# Filtering

ELLA uses filter chains when loading an analysis to reduce the number of variants for interpretation. These filter chains are modular, and can consist of multiple filters, each with different configurations.

# General filter configuration

All filter configurations follow this pattern:

{
  "name": "FilterA",
  "config": {
    "<FilterA specific config key>": "<FilterA specific config value>"
  }
},

The configuration is specific to the filter with the given name. The available filters can be found in this documentation, and in /src/api/allelefilter/allelefilter.py.

# Exceptions

For each filter, we can specify a list of exceptions, i.e. rules for when the filter should not apply. Many filter rules can be used both as filters or as exception to other filters.

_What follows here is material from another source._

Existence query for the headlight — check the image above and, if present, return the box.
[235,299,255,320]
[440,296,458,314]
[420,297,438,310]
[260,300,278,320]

To specify exceptions to the config above, we add the exceptions key to the config:

{
  "name": "FilterA",
  "config": {
    "<FilterA specific config key>": "<FilterA specific config value>"
  },
  "exceptions": [
    "name": "FilterB",
    "config": {
      "<FilterB specific config key>": "<FilterB specific config value>"
    }
  ]
},

This will first run FilterA with the given config, and, before filtering out variants, it will exclude from filtering the variants caught by FilterB with the given config.

# Filter chains

Filters can be chained together to create a filter chain. This will run filters in the order specified.

"filterconfig": {
    "filters": [
        {
          "name": "FilterA",
          "config": {
            "<FilterA specific config key>": "<FilterA specific config value>"
          },
          "exceptions": [
            "name": "FilterB",
            "config": {
              "<FilterB specific config key>": "<Value suitable for exception>"
            }
          ]
        },
        {
          "name": "FilterB",
          "config": {
            "<FilterB specific config key>": "<FilterB specific config value>"
          },
          "exceptions": [
            "name": "FilterB",
            "config": {
              "<FilterB specific config key>": "<Value suitable for exception>"
            }
          ]
        },
    ]
}

This filter config specifies to first run FilterA on all passed variants/analysis variants, then run FilterB on the variants not filtered by FilterA. Note that both filters have FilterB as an exception.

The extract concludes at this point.